Car, enfin avant même de lui faire lire de façon improvisée un ajout au scénario en forme de déclaration d’amour, il se souvient « l’avoir embrassée une fois en 1993. » Mais de qui parle-t-il ? De Brigitte ou de Jeanne ? La vie amoureuse passée entre lui et son ex-compagne, Jeanne Balibar, apparaît en filigrane. L’actrice se rappelle d’ailleurs qu’au début du projet, « Mathieu cherchait à retrouver Barbara à travers moi, la femme que j’étais quand nous étions ensemble, celle avec qui il a fait des enfants, celle que je ne suis plus ». C’est un film proustien comme elle le souligne, un film qui cherche la jeunesse, qui veut imprimer le temps qui n’est plus et ne se rattrape guère. Ensemble, ils ont pourtant trouvé une aire de jeu pour qu’émerge des plis, une possibilité d’être Barbara et qu’à l’instar d’Yves Zand, nous soyons dans une confusion permanente entre les entités.

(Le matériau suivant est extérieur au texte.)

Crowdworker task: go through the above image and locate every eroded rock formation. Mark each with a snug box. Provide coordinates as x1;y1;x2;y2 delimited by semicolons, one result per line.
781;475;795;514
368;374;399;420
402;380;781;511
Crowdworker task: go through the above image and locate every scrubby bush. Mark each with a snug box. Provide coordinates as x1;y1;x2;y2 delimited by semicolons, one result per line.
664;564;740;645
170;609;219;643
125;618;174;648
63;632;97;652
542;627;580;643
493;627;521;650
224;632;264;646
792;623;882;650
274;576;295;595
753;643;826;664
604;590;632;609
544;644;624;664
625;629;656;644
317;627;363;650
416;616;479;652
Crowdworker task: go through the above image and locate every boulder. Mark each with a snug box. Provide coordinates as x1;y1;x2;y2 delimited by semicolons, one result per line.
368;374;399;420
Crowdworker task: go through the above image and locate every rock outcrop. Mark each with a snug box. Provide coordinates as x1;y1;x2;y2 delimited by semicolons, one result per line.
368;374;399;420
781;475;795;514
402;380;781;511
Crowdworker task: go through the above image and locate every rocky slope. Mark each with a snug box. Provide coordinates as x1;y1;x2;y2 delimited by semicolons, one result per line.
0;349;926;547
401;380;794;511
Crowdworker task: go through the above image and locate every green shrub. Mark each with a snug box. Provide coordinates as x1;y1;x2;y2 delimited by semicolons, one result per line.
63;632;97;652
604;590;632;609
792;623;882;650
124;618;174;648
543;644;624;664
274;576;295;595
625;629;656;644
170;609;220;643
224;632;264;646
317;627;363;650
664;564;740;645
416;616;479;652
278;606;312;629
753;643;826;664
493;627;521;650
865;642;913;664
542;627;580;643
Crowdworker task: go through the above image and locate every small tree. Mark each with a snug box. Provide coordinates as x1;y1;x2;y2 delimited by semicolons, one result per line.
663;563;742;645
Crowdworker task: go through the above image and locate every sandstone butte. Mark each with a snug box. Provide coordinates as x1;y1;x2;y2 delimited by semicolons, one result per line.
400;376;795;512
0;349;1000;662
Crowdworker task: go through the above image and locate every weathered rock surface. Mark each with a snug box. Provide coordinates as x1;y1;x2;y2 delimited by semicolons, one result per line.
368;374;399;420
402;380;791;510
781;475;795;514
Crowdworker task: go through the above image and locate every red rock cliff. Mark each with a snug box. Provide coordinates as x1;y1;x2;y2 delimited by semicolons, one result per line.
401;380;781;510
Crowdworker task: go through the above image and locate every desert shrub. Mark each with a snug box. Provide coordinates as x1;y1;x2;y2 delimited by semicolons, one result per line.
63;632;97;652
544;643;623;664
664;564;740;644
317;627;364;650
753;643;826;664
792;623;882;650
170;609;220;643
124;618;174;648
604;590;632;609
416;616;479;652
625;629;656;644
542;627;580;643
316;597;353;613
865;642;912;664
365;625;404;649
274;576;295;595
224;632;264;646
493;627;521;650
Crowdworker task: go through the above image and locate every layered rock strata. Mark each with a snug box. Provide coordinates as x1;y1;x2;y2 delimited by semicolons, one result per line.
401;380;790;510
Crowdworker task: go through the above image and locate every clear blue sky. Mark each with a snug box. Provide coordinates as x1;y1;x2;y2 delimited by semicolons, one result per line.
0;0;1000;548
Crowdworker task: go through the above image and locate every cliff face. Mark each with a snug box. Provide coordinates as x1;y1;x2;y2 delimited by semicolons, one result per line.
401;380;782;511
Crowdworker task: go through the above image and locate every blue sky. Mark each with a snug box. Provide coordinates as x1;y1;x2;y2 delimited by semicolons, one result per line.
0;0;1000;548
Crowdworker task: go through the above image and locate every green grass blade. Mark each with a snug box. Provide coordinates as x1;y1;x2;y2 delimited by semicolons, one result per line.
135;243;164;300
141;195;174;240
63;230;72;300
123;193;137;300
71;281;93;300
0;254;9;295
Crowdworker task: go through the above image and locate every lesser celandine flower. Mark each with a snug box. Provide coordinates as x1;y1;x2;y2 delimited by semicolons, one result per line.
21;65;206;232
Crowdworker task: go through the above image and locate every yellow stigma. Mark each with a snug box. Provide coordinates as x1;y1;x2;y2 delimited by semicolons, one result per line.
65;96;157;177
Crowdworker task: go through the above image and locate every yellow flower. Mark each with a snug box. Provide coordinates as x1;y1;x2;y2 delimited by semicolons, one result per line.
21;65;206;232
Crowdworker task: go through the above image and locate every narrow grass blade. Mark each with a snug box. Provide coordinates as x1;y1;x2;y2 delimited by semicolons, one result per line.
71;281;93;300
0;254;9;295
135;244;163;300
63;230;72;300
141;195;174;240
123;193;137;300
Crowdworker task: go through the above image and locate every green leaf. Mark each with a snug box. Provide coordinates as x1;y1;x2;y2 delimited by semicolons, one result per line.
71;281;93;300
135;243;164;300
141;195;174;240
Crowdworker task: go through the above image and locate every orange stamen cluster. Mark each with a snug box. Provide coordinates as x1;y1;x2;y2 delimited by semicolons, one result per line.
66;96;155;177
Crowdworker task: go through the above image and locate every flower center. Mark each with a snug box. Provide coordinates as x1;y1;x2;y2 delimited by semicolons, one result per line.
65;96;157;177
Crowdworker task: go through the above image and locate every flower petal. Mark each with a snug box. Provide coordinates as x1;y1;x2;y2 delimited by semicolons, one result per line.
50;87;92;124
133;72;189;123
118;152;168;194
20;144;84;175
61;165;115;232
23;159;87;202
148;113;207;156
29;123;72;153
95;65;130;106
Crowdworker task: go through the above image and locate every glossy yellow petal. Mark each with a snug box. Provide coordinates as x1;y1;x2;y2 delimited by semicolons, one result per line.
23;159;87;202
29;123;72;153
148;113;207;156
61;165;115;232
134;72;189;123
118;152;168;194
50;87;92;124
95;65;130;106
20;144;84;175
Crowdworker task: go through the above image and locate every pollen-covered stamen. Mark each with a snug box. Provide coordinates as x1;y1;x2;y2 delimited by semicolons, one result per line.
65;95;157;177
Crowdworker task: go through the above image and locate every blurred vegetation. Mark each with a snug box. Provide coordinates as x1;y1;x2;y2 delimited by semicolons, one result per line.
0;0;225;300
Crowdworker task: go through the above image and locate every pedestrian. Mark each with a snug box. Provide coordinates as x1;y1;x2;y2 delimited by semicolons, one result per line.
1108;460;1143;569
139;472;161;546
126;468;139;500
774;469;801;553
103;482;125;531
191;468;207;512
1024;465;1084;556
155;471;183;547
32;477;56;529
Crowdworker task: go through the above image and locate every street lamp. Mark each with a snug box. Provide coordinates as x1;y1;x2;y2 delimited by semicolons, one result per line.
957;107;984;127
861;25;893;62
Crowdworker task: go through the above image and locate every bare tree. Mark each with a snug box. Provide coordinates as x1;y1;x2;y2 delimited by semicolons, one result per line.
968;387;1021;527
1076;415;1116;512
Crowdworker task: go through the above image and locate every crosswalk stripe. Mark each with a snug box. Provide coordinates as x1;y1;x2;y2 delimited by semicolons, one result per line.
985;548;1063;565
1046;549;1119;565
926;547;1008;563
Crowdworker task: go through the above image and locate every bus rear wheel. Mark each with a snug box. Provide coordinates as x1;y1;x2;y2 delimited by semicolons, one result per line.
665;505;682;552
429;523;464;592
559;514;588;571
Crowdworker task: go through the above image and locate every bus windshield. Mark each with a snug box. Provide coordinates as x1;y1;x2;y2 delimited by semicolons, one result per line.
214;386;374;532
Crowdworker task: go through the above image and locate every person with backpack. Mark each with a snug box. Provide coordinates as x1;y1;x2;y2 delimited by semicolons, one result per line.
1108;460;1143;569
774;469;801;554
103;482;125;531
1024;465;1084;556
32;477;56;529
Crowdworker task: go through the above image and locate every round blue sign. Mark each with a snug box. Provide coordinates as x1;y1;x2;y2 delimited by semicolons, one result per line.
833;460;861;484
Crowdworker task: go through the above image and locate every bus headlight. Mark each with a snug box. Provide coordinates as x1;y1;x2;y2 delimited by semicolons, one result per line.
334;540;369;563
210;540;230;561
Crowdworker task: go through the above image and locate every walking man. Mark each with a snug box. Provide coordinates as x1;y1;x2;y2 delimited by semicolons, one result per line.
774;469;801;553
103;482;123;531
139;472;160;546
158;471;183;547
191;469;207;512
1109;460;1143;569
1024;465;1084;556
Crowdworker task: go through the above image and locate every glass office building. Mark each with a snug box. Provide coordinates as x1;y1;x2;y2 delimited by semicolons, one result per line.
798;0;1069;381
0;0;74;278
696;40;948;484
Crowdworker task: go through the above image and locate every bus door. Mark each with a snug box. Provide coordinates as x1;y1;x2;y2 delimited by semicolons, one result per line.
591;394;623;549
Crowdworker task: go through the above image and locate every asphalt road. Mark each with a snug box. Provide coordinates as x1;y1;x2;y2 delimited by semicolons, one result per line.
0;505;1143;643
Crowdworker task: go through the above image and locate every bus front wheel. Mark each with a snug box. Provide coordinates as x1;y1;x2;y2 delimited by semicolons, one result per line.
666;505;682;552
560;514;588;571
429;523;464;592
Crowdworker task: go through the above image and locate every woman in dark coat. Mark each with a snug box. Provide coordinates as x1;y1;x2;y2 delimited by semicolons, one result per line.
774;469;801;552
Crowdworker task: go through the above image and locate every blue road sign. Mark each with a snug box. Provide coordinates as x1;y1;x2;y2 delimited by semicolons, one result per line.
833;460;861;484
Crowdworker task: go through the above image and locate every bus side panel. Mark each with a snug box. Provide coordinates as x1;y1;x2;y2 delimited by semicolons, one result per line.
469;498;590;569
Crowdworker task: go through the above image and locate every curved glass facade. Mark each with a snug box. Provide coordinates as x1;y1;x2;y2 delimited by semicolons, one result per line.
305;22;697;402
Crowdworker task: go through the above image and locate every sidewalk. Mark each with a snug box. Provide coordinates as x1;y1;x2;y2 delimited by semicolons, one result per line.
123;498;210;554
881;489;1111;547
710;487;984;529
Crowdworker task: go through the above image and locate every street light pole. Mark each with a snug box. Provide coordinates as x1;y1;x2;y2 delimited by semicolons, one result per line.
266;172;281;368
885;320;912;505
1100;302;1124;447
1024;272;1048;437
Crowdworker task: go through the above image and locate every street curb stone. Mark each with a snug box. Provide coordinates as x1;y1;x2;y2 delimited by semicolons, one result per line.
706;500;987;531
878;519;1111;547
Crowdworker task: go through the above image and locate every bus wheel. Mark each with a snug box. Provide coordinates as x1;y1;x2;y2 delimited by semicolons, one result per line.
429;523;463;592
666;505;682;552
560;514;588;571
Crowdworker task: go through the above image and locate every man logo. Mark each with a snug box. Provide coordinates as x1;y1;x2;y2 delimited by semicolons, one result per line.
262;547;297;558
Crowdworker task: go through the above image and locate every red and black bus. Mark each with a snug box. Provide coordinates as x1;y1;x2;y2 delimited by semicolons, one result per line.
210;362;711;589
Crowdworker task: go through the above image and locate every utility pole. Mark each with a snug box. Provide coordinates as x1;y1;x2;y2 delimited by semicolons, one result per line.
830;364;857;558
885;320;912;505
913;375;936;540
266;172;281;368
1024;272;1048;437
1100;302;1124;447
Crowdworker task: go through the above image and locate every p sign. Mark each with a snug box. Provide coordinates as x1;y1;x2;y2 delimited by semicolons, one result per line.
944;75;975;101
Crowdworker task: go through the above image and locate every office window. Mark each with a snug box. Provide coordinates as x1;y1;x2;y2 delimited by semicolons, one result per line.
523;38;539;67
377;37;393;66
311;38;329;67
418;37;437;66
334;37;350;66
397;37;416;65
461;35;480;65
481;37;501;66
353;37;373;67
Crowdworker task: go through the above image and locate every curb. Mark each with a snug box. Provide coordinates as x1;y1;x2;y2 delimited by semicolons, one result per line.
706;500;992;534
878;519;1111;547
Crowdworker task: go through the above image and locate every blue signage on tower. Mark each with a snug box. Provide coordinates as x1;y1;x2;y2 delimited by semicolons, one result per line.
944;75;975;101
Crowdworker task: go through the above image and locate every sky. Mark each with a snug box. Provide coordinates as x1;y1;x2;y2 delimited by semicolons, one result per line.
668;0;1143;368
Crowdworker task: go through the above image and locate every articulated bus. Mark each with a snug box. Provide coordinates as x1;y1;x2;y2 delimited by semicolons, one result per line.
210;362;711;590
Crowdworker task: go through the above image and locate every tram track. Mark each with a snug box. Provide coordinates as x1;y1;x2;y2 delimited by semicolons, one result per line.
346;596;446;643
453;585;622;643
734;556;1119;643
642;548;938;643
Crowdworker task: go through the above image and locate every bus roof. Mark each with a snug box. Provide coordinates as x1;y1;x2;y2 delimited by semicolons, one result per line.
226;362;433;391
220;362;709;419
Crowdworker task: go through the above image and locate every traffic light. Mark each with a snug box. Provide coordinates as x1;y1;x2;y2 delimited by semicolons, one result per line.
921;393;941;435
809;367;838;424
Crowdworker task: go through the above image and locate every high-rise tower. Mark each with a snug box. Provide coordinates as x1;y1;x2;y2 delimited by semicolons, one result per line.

Mathieu Amalric met également en scène le travail de création de Barbara. Ce temps pris sur la nuit, où une chanson naît. Ces instants où la musique hésitante s’affine et dessine enfin un air connu. Puis, la voix se pose, les mots émergent un à un, tandis que les enregistrements gardent en leur sein les séances. On y discerne l’effort, la grâce et le doute dont parle Pierre Michon à L’Ecluse, celui qui peut tout faire vaciller dans l’esprit de la chanteuse. Ainsi, entre la première séquence et l’ultime, la chanson « Je ne sais pas » naît, semblant paradoxalement s’être nourrit des intrigues amoureuses de la fiction elle-même (Zand/Brigitte/Barbara ; Brigitte/Barbara/Accessoiriste…). Et qu’importent la vraisemblance et la ressemblance. Mathieu Amalric dénonce lui-même cette question, en organisant, grâce à Yves Zand, une fiction qui repose sur des erreurs. La voiture dans laquelle ils traversent la France n’est pas de la bonne couleur, le tableau n’est pas à sa place ou bien l’accordéoniste est « vraiment trop grand » au point de n’être filmé qu’assis. Mais, de même qu’il est juste d’avoir fait le choix de parler de la vie intime de Barbara uniquement par allusions, afin de ne « pas signifier sa vie, ne pas essayer de donner une explication», cet essai, cette fugue improvisée sur Barbara révèle que la vérité n’en pâtit aucunement, bien au contraire. Par un raccord, tout en finesse, nous quittons Brigitte chantant « Nantes » – et dont le dernier mot du texte est « Mon père » – et nous la retrouvons sur le lit avec l’accessoiriste. Le film énonce le lien établit dans l’esprit de la chanteuse, entre le père et la sexualité, soit que toutes les « Amours (sont) incestueuses ».
Mathieu Amalric déploie avec Barbara un récit mu par la création, récompensé successivement par les prix du jury, de la mise en scène et de l’interprétation féminine pour Jeanne Balibar à Cannes pour Un Certain Regard, ainsi que dernièrement par le prix Jean Vigo et celui de la Poésie du cinéma.
Barbara de Mathieu Amalric, 1 h 37, avec Jeanne Balibar, Mathieu Amalric, Vincent Peirani
Marie-Anne Lieb est Docteur en études cinématographiques, conférencière, formatrice, auteur, chargée de cours à l’UCO d’Angers.